Why did we treat the AVM? Well, here, do the AVM study. So we treat a lot of AVMs. Now it's down to 30 a year. But at one time, at Steiner, I used to treat nearly 200 a year. So that's because of all the endovascular stuff. But we have all these patients with beautiful results, and yet, with 90% obliteration rate, we still have about 30% of our patients showing adverse T-2 changes early in follow-up. And I was very curious what that would look like on TRAM. It's difficult ask because, honestly, calibration of TRAM is to vascular flow, which is really high in an AVM. So that area should become silent.

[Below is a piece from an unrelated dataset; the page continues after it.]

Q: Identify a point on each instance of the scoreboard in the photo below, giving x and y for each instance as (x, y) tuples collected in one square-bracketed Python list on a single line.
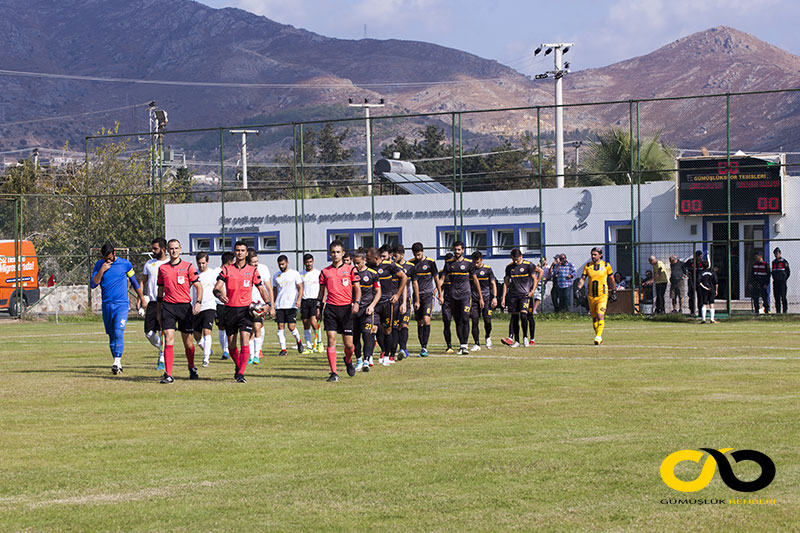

And I've only one case, and it's a disclaimer, do not try this at home. I'm not endorsing it. I did it because I was curious, and I know the Brainlab guys are back and laughing. They already know I'm a renegade. But here is your flow voids. Interestingly, at this point, the T-2 is not showing any flare change, but look at the changes on TRAM. Now, this, I don't understand, and I'll have to work with the group in Israel to understand what I'm really seeing here. But this is very interesting to me. It has to be related to the pathology because it's following the white matter track, going right up against the ventricle. But this is something just as a curiosity factor. So stay tuned, there's more to come, and we're gonna keep doing this.

The take-home part of this is we've integrated Elements into a non-LINAC-based radiosurgery platform to make up for what we can't do with some of the software that we already have. It enhances our capabilities. It has really opened a window into what we can do with follow-up, and we'll have many more cases because we have now incorporated it into our flow system. And once it's in the workflow, it's gonna be done on a routine basis. And I still think, like you have the GBM study, we need some histology studies to prove if mets are doing exactly what GBMs do. But we'll get there. So, hopefully, by the next ASTRO, or maybe the one after that, we'll have some more robust data to show you. But this is our early experience, and I just thought that it would be interesting for the audience to hear. Thank you.